Published on January 14, 2009 at 2:00am

Author Joe R. Lansdale may be a legendary figure among readers of genre fiction and fans of Bruce Campbell movies, but Brookside artist Nathan Fox hadn't heard of him before being asked to illustrate Lansdale's Pigeons From Hell, adapted from the short horror story by Robert E. Howard. "Actually, I'd only known of Howard's stuff from the Conan stories," Fox says. A four-issue blast of postmodern Southern gothic, Pigeons From Hell updates the story of a wicked old house in the Deep South in Lansdale's characteristic dark, satirical mode. Fox's brushwork, at once organic, meticulously constructed and visually discursive, grounds Lansdale's scary script with a strong sense of location derived from a lifetime's experience. "Joe's in Texas, and I grew up in Houston. I'd traveled through similar areas, and used memories of driving through Louisiana, Boy Scout camp trips and creepy old houses," Fox says. "East Texas is scary as hell, supercreepy. There's something wickedly spiritual there, and I don't mean in a godly sense. There's something else that lives out there that freaks me out. There were three scorpions that I swear were trying to kill me in Boy Scout camp. I hosed them down with repellent and finally thought I'd killed them, but then I couldn't find their bodies in the morning."A consummate illustrator with a bold style, Fox is in high demand. His commercial work has appeared in Wired, Heavy Metal and Time.
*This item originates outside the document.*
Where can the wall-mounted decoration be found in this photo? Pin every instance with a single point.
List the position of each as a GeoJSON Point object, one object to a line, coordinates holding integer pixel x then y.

He approaches his art with intensive research; Pigeons From Hell entailed a study of Southern slave plantations and Louisiana swamps. "Through the research, I'd get my head into it, had a lot of swampy dreams. I'm starting to realize that I treat it more as acting than just drawing on a page. That sounds like pompous bullshit, but when I draw a face or a figure, I make the expression or the movements." Fox will sign copies of the new trade-paperback release of Pigeons From Hell from 11 a.m. to 6 p.m. today at Elite Comics (11842 Quivira, Overland Park, 913-345-9910). At 6:30 p.m. on January 30, he'll sign copies at Barnes & Noble's Plaza location (420 West 47th Street, 816-753-1313).